Although the five bytes of patch space before the start of the function consists of five one-byte NOP instructions, the function entry point uses a single two-byte NOP.

Why not use Detours to hot-patch the function, then you don’t need any patch space at all.

The problem with Detouring a function during live execution is that you can never be sure that at the moment you are patching in the Detour, another thread isn’t in the middle of executing an instruction that overlaps the first five bytes of the function. (And you have to alter the code generation so that no instruction starting at offsets 1 through 4 of the function is ever the target of a jump.) You could work around this by suspending all the threads while you’re patching, but that still won’t stop somebody from doing a CreateRemoteThread after you thought you had successfully suspended all the threads.

Why not just use two NOP instructions at the entry point?
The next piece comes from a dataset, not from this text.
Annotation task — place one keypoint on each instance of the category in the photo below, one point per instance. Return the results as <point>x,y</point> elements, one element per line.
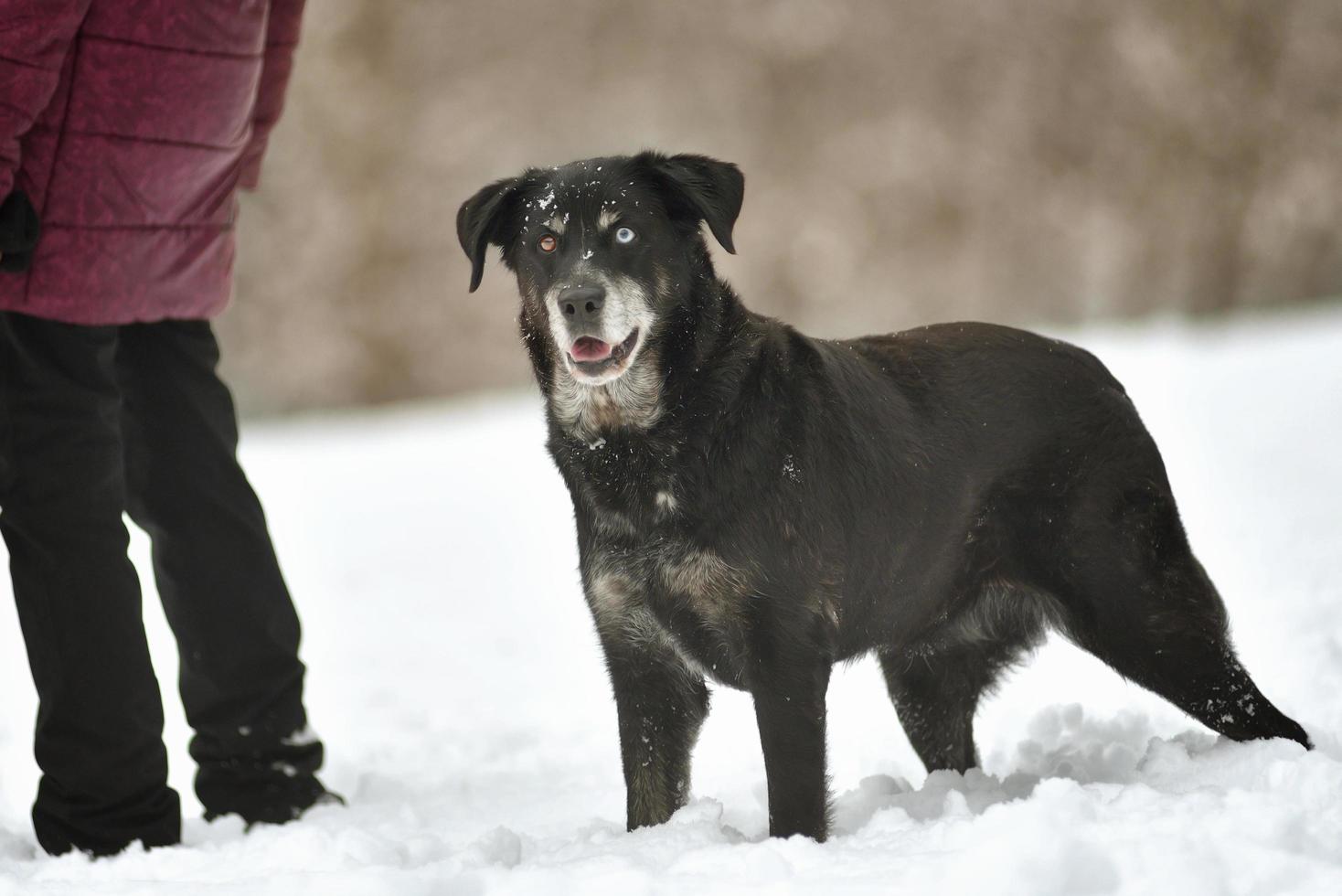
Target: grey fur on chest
<point>671,596</point>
Well, because a NOP instruction consumes one clock cycle and one pipe, so two of them would consume two clock cycles and two pipes. (The instructions will likely be paired, one in each pipe, so the combined execution will take one clock cycle.) On the other hand, the MOV EDI, EDI instruction consumes one clock cycle and one pipe. (In practice, the instruction will occupy one pipe, leaving the other available to execute another instruction in parallel. You might say that the instruction executes in half a cycle.) However you calculate it, the MOV EDI, EDI instruction executes in half the time of two NOP instructions.

On the other hand, the five NOPs inserted before the start of the function are never executed, so it doesn’t matter what you use to pad them. It could’ve been five garbage bytes for all anybody cares.

But much more important than cycle-counting is that the use of a two-byte NOP avoids the Detours problem: If the code had used two single-byte NOP instructions, then there is the risk that you will install your patch just as a thread has finished executing the first single-byte NOP and is about to begin executing the second single-byte NOP, resulting in the thread treating the second half of your JMP $-5 as the start of a new instruction.

There’s a lot of patching machinery going on that most people don’t even realize. Maybe at some point, I’ll get around to writing about how the operating system manages patches for software that isn’t installed yet, so that when you do install the software, the patch is already there, thereby closing the vulnerability window between installing the software and downloading the patches.